Talk to your friends and family about the Earth, about the beauty and wonder of nature, about where life came from and where life is headed. Talk about the damage we have done and do every day. Talk about what can be done and what will happen if nothing can is done. The best way to keep nature fully in our minds is to remind one another. The best way to change someone’s heart is to engage with them.
Talk about how we can take the lessons we have learned these past few months and apply them in smaller ways in the future. Perhaps four-day workweeks and more opportunities to work from home? More days a week that businesses are closed. More days a year we are encouraged to step out of our human worlds and instead to walk through the nature around us and take notice.
It will take courage and imagination but watching us all come together to make drastic changes and to trust in what we are told must be done to stay safe has proven we have what it takes to save this planet. It will take remembering what we have forgotten and doing the exhausting and hopeless work of loving something more than we love power and pleasure. We have to do it again and again, every day, as we notice ourselves falling back into old habits and easier ways of thinking.
We all have to do this because we are all guilty and if I’m being honest, I’m as guilty as anyone else.
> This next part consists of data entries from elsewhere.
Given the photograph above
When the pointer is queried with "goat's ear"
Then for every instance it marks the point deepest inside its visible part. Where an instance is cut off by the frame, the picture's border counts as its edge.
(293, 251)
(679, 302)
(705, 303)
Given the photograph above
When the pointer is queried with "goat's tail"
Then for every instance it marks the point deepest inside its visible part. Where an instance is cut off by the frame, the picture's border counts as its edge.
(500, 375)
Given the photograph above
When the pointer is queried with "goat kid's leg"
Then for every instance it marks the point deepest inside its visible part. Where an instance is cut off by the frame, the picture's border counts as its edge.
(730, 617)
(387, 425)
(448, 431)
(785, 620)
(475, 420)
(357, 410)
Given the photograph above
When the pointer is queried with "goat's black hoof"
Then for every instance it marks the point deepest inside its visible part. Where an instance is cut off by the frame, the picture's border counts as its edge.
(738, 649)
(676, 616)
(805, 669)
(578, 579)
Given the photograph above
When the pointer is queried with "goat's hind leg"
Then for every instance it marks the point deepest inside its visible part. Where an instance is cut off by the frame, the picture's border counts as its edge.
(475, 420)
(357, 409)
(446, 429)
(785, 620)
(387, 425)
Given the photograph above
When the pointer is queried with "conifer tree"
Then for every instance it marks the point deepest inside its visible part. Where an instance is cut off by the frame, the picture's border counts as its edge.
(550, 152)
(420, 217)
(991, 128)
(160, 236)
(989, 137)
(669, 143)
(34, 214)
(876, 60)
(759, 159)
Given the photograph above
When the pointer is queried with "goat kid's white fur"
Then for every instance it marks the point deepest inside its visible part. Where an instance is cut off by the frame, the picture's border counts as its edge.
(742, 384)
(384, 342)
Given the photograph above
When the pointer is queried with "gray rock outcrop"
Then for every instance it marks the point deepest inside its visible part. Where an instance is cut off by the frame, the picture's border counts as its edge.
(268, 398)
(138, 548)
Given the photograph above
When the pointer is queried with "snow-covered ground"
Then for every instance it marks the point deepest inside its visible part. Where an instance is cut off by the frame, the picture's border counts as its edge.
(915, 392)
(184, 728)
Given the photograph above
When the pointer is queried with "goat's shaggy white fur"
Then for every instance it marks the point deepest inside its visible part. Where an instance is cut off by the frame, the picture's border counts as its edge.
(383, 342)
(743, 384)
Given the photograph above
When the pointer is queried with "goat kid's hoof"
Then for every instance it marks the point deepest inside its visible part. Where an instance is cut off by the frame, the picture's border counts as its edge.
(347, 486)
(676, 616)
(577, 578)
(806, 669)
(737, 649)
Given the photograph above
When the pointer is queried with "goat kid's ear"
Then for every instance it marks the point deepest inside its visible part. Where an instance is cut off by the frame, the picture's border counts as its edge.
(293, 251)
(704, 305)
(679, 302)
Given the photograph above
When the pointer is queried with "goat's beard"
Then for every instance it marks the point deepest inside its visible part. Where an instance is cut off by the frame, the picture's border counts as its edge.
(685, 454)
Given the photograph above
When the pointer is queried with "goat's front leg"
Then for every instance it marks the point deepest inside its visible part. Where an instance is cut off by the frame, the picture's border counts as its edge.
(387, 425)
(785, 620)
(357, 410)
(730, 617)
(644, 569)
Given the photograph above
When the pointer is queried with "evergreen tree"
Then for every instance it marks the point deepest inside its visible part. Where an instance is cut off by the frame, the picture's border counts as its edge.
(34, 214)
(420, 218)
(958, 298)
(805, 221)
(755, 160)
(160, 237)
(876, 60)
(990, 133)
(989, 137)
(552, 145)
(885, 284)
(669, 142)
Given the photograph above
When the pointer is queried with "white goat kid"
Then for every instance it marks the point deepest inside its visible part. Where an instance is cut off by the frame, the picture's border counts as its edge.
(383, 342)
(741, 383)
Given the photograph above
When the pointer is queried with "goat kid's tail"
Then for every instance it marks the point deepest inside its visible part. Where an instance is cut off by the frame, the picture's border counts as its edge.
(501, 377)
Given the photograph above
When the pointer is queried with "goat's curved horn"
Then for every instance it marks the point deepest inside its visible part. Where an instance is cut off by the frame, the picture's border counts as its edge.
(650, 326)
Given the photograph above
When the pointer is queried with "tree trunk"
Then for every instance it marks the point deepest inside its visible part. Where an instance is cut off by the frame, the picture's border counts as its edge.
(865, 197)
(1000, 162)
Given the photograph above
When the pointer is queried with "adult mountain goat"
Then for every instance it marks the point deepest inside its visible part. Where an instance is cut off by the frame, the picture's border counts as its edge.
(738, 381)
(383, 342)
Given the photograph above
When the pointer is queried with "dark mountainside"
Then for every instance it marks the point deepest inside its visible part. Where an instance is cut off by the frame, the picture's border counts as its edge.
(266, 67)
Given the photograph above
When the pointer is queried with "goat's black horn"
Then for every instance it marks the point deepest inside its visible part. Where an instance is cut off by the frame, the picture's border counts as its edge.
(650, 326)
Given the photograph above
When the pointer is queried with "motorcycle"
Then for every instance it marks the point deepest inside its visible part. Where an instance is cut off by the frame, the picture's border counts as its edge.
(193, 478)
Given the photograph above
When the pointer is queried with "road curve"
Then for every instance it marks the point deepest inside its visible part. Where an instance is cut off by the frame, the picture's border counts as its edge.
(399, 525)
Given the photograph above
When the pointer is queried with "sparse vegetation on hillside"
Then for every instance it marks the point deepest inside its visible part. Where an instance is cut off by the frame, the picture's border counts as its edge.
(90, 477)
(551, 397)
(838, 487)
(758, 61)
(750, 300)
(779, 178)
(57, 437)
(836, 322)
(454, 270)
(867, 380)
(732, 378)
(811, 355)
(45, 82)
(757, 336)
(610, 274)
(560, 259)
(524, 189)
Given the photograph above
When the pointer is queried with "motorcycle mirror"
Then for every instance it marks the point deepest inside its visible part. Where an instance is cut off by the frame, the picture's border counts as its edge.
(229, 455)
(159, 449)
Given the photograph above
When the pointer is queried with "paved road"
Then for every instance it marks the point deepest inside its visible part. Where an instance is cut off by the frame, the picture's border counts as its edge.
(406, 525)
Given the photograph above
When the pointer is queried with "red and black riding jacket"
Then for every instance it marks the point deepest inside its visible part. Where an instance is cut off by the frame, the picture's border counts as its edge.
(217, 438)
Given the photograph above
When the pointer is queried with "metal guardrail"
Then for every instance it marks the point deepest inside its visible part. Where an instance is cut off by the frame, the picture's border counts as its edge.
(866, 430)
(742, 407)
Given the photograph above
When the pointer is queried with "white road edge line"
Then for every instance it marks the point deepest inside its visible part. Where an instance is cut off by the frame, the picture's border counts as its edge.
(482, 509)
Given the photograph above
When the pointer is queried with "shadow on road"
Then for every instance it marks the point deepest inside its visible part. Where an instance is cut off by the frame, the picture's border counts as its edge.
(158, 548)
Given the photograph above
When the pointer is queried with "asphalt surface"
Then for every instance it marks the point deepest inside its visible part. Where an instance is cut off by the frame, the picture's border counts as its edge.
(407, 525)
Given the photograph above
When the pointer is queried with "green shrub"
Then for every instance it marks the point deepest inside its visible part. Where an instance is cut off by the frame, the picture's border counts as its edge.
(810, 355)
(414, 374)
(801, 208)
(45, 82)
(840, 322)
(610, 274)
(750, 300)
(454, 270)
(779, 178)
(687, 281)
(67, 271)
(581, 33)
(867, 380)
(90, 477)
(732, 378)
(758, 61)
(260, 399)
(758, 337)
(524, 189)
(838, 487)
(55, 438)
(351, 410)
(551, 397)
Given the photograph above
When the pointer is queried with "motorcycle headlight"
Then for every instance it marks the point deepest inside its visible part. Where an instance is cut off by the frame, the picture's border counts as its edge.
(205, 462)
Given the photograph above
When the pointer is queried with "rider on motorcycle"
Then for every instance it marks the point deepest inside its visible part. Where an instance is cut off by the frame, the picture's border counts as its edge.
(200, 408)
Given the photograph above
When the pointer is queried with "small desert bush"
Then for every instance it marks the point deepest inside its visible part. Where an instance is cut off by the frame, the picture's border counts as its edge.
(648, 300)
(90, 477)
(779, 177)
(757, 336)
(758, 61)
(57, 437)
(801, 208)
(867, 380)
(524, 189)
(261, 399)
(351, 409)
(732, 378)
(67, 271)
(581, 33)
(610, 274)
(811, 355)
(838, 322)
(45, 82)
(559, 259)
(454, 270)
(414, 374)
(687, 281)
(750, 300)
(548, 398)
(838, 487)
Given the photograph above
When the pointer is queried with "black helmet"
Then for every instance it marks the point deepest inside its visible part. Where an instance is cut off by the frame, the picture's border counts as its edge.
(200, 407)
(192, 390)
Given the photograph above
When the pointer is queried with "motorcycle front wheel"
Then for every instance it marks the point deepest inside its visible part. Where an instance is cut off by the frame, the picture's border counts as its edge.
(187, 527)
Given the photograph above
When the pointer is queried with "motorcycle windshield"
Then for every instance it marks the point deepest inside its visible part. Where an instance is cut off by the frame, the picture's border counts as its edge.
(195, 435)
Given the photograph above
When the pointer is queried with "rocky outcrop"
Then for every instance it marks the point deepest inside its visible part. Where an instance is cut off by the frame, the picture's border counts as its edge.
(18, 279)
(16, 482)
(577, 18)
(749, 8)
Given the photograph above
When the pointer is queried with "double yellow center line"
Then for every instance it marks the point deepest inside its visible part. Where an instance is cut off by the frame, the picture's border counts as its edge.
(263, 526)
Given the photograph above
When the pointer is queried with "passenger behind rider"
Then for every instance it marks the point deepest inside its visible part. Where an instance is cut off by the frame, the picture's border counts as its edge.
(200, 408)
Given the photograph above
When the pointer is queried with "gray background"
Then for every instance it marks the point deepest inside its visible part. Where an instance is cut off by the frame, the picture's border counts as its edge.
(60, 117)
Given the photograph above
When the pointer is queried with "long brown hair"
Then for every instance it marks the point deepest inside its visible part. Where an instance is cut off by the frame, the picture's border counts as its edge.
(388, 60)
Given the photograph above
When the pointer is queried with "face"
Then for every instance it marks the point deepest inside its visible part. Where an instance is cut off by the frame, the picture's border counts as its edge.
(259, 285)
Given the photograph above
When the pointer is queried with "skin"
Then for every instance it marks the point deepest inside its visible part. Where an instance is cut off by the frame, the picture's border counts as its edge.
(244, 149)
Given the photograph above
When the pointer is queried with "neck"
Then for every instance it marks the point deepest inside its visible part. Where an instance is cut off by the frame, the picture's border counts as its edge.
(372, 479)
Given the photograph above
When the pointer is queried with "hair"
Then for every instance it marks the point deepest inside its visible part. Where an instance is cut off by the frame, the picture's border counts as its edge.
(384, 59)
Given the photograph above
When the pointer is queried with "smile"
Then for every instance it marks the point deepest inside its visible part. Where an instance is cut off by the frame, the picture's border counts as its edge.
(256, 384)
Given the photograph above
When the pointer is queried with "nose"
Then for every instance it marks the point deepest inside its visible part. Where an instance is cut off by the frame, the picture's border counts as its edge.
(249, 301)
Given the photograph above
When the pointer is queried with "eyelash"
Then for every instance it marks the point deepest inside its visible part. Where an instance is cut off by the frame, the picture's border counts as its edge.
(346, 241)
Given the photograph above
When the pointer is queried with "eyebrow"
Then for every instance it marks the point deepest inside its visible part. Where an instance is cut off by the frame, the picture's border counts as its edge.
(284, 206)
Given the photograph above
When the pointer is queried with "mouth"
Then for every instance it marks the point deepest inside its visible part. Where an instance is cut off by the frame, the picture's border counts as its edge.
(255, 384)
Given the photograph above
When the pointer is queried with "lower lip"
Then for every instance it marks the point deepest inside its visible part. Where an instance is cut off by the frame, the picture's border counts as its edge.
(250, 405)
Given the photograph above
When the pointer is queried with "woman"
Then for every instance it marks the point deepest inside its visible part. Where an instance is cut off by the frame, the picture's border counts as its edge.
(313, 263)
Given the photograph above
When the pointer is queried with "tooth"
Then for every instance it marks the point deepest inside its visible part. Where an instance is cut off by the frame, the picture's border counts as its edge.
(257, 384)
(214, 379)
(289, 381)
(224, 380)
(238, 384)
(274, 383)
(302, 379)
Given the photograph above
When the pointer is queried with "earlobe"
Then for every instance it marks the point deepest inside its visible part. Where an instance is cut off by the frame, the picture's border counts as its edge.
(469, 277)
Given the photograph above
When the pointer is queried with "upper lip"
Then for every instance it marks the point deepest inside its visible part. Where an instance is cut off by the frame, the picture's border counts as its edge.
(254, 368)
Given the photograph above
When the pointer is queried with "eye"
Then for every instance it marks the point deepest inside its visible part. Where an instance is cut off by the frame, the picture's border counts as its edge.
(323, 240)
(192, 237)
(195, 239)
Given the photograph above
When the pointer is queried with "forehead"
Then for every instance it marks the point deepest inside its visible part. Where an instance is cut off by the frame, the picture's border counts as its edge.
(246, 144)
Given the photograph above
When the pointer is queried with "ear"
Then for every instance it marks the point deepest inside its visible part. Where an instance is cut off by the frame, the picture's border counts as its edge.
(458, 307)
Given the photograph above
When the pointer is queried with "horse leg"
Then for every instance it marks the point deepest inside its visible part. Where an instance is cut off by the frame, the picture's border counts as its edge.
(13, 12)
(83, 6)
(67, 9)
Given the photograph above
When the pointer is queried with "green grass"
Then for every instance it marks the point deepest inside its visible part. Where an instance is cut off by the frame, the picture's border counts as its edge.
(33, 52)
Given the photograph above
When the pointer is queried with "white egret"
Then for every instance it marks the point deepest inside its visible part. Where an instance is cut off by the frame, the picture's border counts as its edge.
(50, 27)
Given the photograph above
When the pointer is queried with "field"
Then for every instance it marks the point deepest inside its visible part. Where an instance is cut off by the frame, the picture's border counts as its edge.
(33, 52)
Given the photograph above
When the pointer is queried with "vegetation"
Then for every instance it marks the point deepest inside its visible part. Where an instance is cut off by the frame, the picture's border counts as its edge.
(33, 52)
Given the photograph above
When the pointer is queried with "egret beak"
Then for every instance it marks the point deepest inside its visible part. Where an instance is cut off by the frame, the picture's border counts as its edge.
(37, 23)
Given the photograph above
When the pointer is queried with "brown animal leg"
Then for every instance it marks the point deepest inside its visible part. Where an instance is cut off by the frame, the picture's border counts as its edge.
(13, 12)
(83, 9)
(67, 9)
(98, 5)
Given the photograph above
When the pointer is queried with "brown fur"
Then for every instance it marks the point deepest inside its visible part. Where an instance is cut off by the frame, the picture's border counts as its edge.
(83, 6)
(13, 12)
I eat too much meat. I waste water. I pollute. I forget where I come from. I get lost in the power and possibility of human intellect and forget the importance of the human heart. I forget I am only one link in a chain of generations. I forget that I made of all that has come before me and throughout my life; I am participating in the making of all that will come after.
And shame on me for forgetting. Shame on me for my consumption and for my waste. Shame on me for the harm I cause and the responsibilities I fail to take. Shame on me for my place in this grand pursuit of power and pleasure. Shame on me for the actions I chose to take and the actions I chose not too. Shame on us all.
But it isn’t all my fault alone, nor is it yours alone either. Just as we cannot always see the ecosystems we are connected to and our place in them we often fail to see the cultural, political, and economic systems we are a part of and how we are influenced and even controlled by them. The key is to learn to be mindful of both. Look at the human world and look at the world of nature, realize in many ways they are connected, and in many more ways they are one and the same. It’s a simple ask, but it’s the hardest thing a human can do.
It’s emotionally exhausting enough to empathize with people closest to us but to open our hearts and concern to other species? To future generations? To whole ecosystems? That is beyond the capability of one heart for a whole lifetime, and that’s okay.
Humans have evolved to have a certain amount of built-in selfishness. There is no shame in that. We needed it to get this far, but now it has become our weakness and a formidable one to overcome. Instead of expectation and every one of the nearly 8 billion human hearts on this earth to suddenly expand to encompass the planet, why don’t we ask that each of us just care a little more about the bit of nature that can be found around us?
We won’t always get it right but if each of us can start getting it more right right now then imagine how much better we all will be in a year, in ten years, in ten generations?
Imagine air and water that belongs to everyone. Imagine every animal and natural wonder with inalienable rights of their own. Imagine a world we do not own but one we belong to. Imagine a world not built for us, or by us, a world to share and cherish as a bright and blue gift. Imagine how far we might go if all the human love, imagination, and courage in the world were used for good.
Imagine that every day is Earth Day and eat, consume, build, buy, travel, teach, vote, connect, create, love, live and let live accordingly.